Reform der Erbschaftsteuer: 100 Prozent auf alles

Bayerns Ministerpräsident Seehofer ist „sehr zufrieden“, Erben dürften es auch sein. Denn auch weiterhin können sie von der Erbschaftsteuer befreit bleiben.

Ein Glas Sekt wird zum Mund geführt

Cheers. Für Erben ändert sich wenig, nach der Erbschaftsteuerreform Foto: dpa

BERLIN rtr | Die Reform der Erbschaftssteuer ist in trockenen Tüchern. Der gemeinsame Vermittlungsausschuss von Bundestag und Bundesrat einigte sich in der Nacht zum Donnerstag in Berlin nach monatelangem Streit in der großen Koalition und zwischen Bund und Ländern auf ein Modell zur Neufassung der Steuerprivilegien von Betriebserben. Sie sollen auch künftig zu einhundert Prozent von der Steuer befreit werden können, wenn sie Betrieb und Arbeitsplätze erhalten. Die Voraussetzungen dafür werden allerdings auf Druck des Bundesverfassungsgerichts erhöht.

Eigentlich hatten die Karlsruher Richter der Politik Ende 2014 aufgetragen, die grundgesetzwidrige Überprivilegierung von Betriebserben bereits bis zum 30. Juni 2016 zu korrigieren. Die Frist war jedoch ohne Ergebnis verstrichen. Nachdem die CSU in der Koalition auch für die Zukunft weitreichende Sonderrechte für Firmenerben durchgeboxt hatte, hatten die von SPD und Grünen regierten Bundesländer im Bundesrat die Notbremse gezogen und den Vermittlungsausschuss angerufen.

Dieser einigte sich nun auf ein Kompromissmodell, das noch von Bundestag und -rat abgesegnet werden muss. Das Verfassungsgericht hatte nach der verstrichenen Frist gedroht, den Fall kommende Woche erneut an sich zu ziehen. Damit drohte, dass die Richter die Privilegien endgültig kippen.

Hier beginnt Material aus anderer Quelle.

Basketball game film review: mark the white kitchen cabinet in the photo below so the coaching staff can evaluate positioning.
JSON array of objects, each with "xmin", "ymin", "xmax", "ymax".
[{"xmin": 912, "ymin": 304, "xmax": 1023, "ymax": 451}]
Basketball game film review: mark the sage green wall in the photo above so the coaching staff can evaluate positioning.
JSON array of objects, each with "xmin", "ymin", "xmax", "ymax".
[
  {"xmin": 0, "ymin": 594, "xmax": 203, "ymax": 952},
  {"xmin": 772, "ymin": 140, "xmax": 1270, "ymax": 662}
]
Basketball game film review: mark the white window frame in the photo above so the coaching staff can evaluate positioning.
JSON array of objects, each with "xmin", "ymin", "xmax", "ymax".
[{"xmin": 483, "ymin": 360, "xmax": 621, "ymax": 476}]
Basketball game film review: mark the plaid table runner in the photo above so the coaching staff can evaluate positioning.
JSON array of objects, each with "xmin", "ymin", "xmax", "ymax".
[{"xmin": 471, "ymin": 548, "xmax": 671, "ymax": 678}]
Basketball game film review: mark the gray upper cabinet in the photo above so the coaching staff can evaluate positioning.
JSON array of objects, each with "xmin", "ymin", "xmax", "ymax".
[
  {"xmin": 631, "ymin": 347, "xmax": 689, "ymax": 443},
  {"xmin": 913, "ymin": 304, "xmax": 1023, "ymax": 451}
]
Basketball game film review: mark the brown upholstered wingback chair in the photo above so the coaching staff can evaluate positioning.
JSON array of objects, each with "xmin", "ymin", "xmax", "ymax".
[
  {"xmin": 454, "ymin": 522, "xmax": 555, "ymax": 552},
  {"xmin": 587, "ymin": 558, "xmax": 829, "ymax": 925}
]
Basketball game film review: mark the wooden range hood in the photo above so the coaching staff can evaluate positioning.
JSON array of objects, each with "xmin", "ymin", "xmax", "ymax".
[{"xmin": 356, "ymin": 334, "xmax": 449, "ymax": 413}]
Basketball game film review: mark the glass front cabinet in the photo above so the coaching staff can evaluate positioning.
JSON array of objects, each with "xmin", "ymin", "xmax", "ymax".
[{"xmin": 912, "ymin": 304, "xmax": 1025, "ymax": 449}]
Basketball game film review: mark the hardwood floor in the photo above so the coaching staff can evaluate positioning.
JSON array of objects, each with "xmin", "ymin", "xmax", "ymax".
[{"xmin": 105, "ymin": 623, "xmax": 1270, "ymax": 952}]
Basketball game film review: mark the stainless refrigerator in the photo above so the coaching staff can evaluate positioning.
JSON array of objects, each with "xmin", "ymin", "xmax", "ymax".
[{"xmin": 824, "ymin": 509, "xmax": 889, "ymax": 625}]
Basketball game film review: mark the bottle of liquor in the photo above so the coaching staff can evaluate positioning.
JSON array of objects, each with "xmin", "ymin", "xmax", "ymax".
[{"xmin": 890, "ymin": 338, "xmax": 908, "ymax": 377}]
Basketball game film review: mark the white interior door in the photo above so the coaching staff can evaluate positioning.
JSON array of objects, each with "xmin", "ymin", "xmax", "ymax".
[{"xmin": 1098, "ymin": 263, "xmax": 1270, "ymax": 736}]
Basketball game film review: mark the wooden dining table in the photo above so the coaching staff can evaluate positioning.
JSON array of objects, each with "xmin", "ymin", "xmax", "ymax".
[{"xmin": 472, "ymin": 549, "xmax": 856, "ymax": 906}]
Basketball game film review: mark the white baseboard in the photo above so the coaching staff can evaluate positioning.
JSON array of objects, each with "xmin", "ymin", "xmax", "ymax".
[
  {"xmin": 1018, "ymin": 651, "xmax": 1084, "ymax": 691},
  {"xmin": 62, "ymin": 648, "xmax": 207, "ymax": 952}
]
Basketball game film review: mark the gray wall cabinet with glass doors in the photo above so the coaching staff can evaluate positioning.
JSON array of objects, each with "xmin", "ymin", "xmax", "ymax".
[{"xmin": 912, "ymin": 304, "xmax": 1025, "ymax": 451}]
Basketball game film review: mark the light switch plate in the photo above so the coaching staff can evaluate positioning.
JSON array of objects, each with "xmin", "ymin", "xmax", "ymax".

Der Vorsitzende des Vermittlungsausschusses, Hamburgs Erster Bürgermeister Olaf Scholz (SPD), sagte, es sei gut, dass eine Lösung gefunden worden sei: „Denn letztendlich wäre es ein schlechtes Zeichen, wenn das Bundesverfassungsgericht das Erbschaftssteuerrecht neu regelt, weil der Gesetzgeber nicht in der Lage ist, sich zu verständigen.“ Teilnehmern zufolge wurde der Konsens in einer Vierergruppe mit Bayerns Ministerpräsident Horst Seehofer (CSU), Scholz, NRW-Finanzminister Norbert Walter-Borjans (SPD) und dem Staatssekretär im Bundesfinanzministerium, Michael Meister (CDU), erreicht. Die Vertreter der Grünen-Bundestagsfraktion stimmten im Ausschuss allerdings dagegen.

Der Kompromiss liegt im Detail

Wichtigster Knackpunkt war die Unternehmensbewertung, die wegen der derzeit extrem niedrigen Zinsen zu stark erhöhten Ergebnissen führt. Künftig gilt, dass das Betriebsergebnis des Unternehmens maximal mit dem Faktor 13,75 multipliziert wird. Im ursprünglichen Gesetz war noch ein Faktor von maximal 12,5 vorgesehen. Zudem soll in Fällen, in denen ein Erbe finanziell überfordert ist, die fällige Steuer nicht mehr für zehn Jahre zinslos gestundet werden können, sondern nur für sieben Jahre, wobei außerdem ab dem zweiten Jahr Zinsen fällig werden. Bei großen Betriebserbschaften ab 26 Millionen Euro wird es ein Wahlrecht geben: Entweder der Erbe begleicht die Steuerschuld auch aus seinem Privatvermögen oder der Steuererlass wird abgeschmolzen, bis er bei 90 Millionen Euro ganz entfällt.

Auch in zahlreichen anderen Detailfragen schafften die je 16 Vertreter von Bundestag und -rat im Vermittlungsausschuss eine Einigung. So soll es nicht möglich sein, private Vermögenswerte wie eine Kunstsammlung in das – begünstigte – Betriebsvermögen zu verschieben. Fraglich ist noch, wann der Kompromiss im Bundestag- und rat zur Abstimmung gestellt wird. Scholz sagte, das Signal an Karlsruhe sei dennoch, dass eine Einigung stehe.

Walter-Borjans erklärte, es sei gelungen, den ursprünglichen Gesetzentwurf grundlegend zu überarbeiten. Hessens Ministerpräsident Volker Bouffier (CDU) sagte, mit dem Kompromiss würden die Vorgaben des Verfassungsgerichtes eingehalten. Zugleich werde aber dafür gesorgt, dass die deutschen Familienunternehmen nicht überlastet würden.